A novel therapy to attenuate acute kidney injury and ischemic allograft damage after allogenic kidney transplantation in mice

Abstract

Ischemia followed by reperfusion contributes to the initial damage to allografts after kidney transplantation (ktx). In this study we tested the hypothesis that a tetrapeptide EA-230 (AQGV), might improve survival and attenuate loss of kidney function in a mouse model of renal ischemia/reperfusion injury (IRI) and ischemia-induced delayed graft function after allogenic kidney transplantation. IRI was induced in male C57Bl/6N mice by transient bilateral renal pedicle clamping for 35 min. Treatment with EA-230 (20-50mg/kg twice daily i.p. for four consecutive days) was initiated 24 hours after IRI when acute kidney injury (AKI) was already established. The treatment resulted in markedly improved survival in a dose dependent manner. Acute tubular injury two days after IRI was diminished and tubular epithelial cell proliferation was significantly enhanced by EA-230 treatment. Furthermore, CTGF up-regulation, a marker of post-ischemic fibrosis, at four weeks after IRI was significantly less in EA-230 treated renal tissue. To learn more about these effects, we measured renal blood flow (RBF) and glomerular filtration rate (GFR) at 28 hours after IRI. EA-230 improved both GFR and RBF significantly. Next, EA-230 treatment was tested in a model of ischemia-induced delayed graft function after allogenic kidney transplantation. The recipients were treated with EA-230 (50 mg/kg) twice daily i.p. which improved renal function and allograft survival by attenuating ischemic allograft damage. In conclusion, EA-230 is a novel and promising therapeutic agent for treating acute kidney injury and preventing IRI-induced post-transplant ischemic allograft injury. Its beneficial effect is associated with improved renal perfusion after IRI and enhanced regeneration of tubular epithelial cells.

Figure 1. IRI was performed and 24h after surgery EA-230 or vehicle treatment was given twice daily i.p. for four consecutive days.

The majority of vehicle treated mice died within four days after IRI (A). EA-230 treated mice receiving doses between 30 and 50mg/kg survived significantly better than vehicle treated mice (***p<0.005). Renal function measured by s-creatinine (B) showed the initial increase and normalized over time in the surviving mice of all groups. Renal blood flow (C, PAH clearance), glomerular filtration rate (D, inulin clearance) and urine output (E) were significantly higher in EA-230 treated mice (*p<0.05).

Figure 2. Acute tubular necrosis (A-C) two days after IRI affected ∼25% of tubuli in the vehicle treated mice and was less in the EA-230 treated mice (A-C, magnification 200 fold).
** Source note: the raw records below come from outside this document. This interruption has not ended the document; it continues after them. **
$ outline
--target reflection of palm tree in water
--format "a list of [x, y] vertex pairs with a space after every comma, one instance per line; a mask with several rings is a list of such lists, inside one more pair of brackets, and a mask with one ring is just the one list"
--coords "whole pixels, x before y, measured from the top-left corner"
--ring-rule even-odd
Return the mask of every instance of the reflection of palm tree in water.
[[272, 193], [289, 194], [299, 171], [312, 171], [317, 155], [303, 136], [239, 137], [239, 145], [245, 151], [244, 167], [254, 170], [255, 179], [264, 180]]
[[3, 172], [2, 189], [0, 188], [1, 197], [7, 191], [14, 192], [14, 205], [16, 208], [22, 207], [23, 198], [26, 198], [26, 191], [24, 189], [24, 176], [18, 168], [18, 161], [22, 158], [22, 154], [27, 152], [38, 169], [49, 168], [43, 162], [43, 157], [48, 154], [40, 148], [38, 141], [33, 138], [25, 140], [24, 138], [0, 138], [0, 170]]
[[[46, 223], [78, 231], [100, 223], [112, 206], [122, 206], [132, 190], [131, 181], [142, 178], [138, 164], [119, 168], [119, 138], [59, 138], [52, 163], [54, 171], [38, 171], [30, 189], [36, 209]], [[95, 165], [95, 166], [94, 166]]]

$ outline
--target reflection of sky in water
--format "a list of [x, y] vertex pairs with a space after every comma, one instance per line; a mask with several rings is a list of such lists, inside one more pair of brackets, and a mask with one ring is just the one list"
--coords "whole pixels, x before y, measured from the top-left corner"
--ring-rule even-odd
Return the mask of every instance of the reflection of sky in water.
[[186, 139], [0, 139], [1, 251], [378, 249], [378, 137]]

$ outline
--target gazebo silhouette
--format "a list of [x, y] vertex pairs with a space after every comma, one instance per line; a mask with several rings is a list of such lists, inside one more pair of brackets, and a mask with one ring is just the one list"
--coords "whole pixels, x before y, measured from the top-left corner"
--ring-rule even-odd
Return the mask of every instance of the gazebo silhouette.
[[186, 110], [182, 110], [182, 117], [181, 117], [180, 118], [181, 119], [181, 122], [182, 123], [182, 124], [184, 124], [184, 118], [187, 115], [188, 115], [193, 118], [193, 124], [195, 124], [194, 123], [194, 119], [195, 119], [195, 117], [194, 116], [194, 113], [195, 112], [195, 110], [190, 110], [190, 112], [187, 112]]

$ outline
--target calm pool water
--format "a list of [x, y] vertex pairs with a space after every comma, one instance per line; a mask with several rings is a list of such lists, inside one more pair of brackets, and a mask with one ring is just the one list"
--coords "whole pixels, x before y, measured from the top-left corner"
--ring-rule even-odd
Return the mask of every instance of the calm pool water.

The number of Ki-67 positive tubular epithelial cells as marker of proliferation (red staining) was significantly higher in EA-230 treated kidneys two days after IRI (D-F, magnification 200fold, the autofluorescent kidney tissue appears green).

Figure 3. Isogenic transplantation (blue) revealed 90% survival for four weeks and normal renal function (B).

After allogenic kidney transplantation 90% of the vehicle treated mice died within seven days after nephrectomy of the contralateral native kidney of the recipients at day 4. In contrast 70% of EA-230 treated mice were still alive one week after ktx. 30% of the recipients treated with EA-230 achieved four week survival whereas all vehicle treated recipients died within the first two weeks. Renal function (B) deteriorated at day six in both allogenic ktx groups but was significantly better in EA-230 (green columns, ***p<0.005) than in vehicle treated allograft recipients (red columns).

Figure 4. PAS stained isografts (A) and allografts with vehicle treatment (B) or EA-230 50mg/kg (C) treatment six days after transplantation.

Isografts had no signs of acute rejection or acute tubular necrosis. Vehicle treated allografts showed severe ATN with 50% of the tubuli affected and Banff 1A acute rejection with interstial infiltrates, tubulitis and gomerulitis (B). EA-230 treated allografts (C) showed mild ATN with ∼10% of tubuli affected and borderline rejection (magnification 200 fold, D semiquantitative score for ATN).